In 1951, he joined the Rome bureau of the United Press, and three years later moved to CBS with special reporting for Edward R. Murrow. In 1956, as chief of bureau for Newsweek he produced cover stories on Italy's political leaders, film stars and directors; the death and election of three popes; the theology of the Second Vatican Council; and profiles of kings, presidents and dictators in Jordan, Greece, Israel, Egypt, Tunisia, Spain and Yugoslavia.

He left Newsweek in 1966 to focus on his book writing.

His first book, The Pope's Backyard, was published by Farrar Straus in 1966. After he left Newsweek, his second book, An Artist and the Pope (Grosset & Dunlap, 1968) covered the friendship between Pope John XXIII and the Marxist sculptor, Giacomo Manzù. After sculpting new doors for St. Peter's Basilica, Manzù did a bronze portrait of Pope John and, eventually, the death mask of his beloved friend, with a cast of the hands that had written Pacem in terris. A Book of the Month and Catholic Book Club choice, it was condensed with a double cover in Life, and published in seven foreign editions.

The third book, Christiaan Barnard: One Life (Macmillan, 1969) – a scripted autobiography of the South African surgeon, culminating in the first human-to-human heart transplant, was a main selection of the Literary Guild and the Reader's Digest Book Club with ten foreign editions. The novel Marco (Rawson Associates, 1977) prefiguring the Karen Quinlan-Terri Schiavo cases, was a Book of the Month Club alternate. A fifth work, Kidnapped! (Harmony Books, 1978), focused on the kidnapping industry in Italy through seventeen days of terror experienced by Paolo Lazzaroni, millionaire son of Italy's "Biscuit King".

A sixth book, We The Victors (Doubleday, 1984) emerged from a four-year study of 100 people who survived cancer, the critical survival factors, and how this altered their lives. Serialized in the U.S. and abroad, the book was initially featured on the cover of The New York Times Sunday Magazine.
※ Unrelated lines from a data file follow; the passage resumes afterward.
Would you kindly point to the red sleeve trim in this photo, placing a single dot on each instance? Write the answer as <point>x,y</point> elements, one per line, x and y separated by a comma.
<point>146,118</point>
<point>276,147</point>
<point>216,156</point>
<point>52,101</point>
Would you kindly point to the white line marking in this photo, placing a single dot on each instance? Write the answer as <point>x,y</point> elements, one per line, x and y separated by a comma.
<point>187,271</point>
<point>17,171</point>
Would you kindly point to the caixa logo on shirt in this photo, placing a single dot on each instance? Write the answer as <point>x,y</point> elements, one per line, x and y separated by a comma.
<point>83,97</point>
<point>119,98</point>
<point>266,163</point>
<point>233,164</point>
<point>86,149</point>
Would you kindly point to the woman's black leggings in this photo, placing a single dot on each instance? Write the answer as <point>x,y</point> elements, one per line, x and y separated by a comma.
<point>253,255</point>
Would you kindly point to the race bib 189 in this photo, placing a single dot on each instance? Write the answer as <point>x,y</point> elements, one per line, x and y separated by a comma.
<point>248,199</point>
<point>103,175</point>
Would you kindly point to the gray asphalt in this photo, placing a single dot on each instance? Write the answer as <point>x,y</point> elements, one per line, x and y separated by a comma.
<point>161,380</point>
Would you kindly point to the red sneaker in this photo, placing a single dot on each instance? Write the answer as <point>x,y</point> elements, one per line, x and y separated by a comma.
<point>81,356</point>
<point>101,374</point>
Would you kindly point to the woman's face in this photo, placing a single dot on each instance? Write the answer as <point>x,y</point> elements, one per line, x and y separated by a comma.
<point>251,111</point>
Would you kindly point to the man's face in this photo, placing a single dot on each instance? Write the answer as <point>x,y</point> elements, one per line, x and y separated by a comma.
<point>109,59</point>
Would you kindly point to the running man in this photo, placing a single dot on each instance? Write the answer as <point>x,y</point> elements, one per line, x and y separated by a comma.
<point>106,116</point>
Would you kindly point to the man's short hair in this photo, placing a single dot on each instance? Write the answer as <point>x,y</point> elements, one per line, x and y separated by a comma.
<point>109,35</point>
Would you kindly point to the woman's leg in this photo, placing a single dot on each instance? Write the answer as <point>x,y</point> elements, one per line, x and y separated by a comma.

His biographical novel, Leonardo (Alan C. Hood & Co., 2012), explores the life and work of Leonardo da Vinci, the formation of his universal mind, and development of his art as he emerged from a traumatic childhood – bastard son of a Circassian slave unwanted by his father, yet nurtured by the love of Albi his young stepmother who appears in his evolving portrayals of the Virgin Mary, culminating in a pregnant Mona Lisa.

==Personal life ==
Pepper married sculptor Beverly Pepper in 1948 and their marriage lasted until his death. The couple had two children: the Pulitzer Prize-winning poet Jorie Graham, and photographer, director, and actor John Randolph Pepper.

He divided his time between Umbria in Italy and New York City, and died on April 4, 2014.

== Books ==
- The Pope's Backyard, Farrar Straus & Giroux, 1966. .
- An Artist and the Pope, Grosset & Dunlap, 1968. .
- Christiaan Barnard: One Life—George, G. Harrap, 1970.
- Marco, Rawson Associates, 1977. ISBN 0-89256-027-4.
- Kidnapped!: 17 Days of Terror, Harmony Books, 1978. ISBN 9780517534380.
- L'enfant de la nuit, P. Belfond, 1978. ISBN 9782714411846.
- We the Victors, Doubleday, 1984. ISBN 0-385-19122-7.
- Leonardo, Alan C. Hood, 2012. ISBN 978-0-911469-36-3.
- Botero, Fernando (2013). "Circus: Paintings and Drawings"
- Happiness. Fragments of Happiness in the Lives of the Famous and Others Among Us,Gli Ori, 2014 ISBN 8873365442.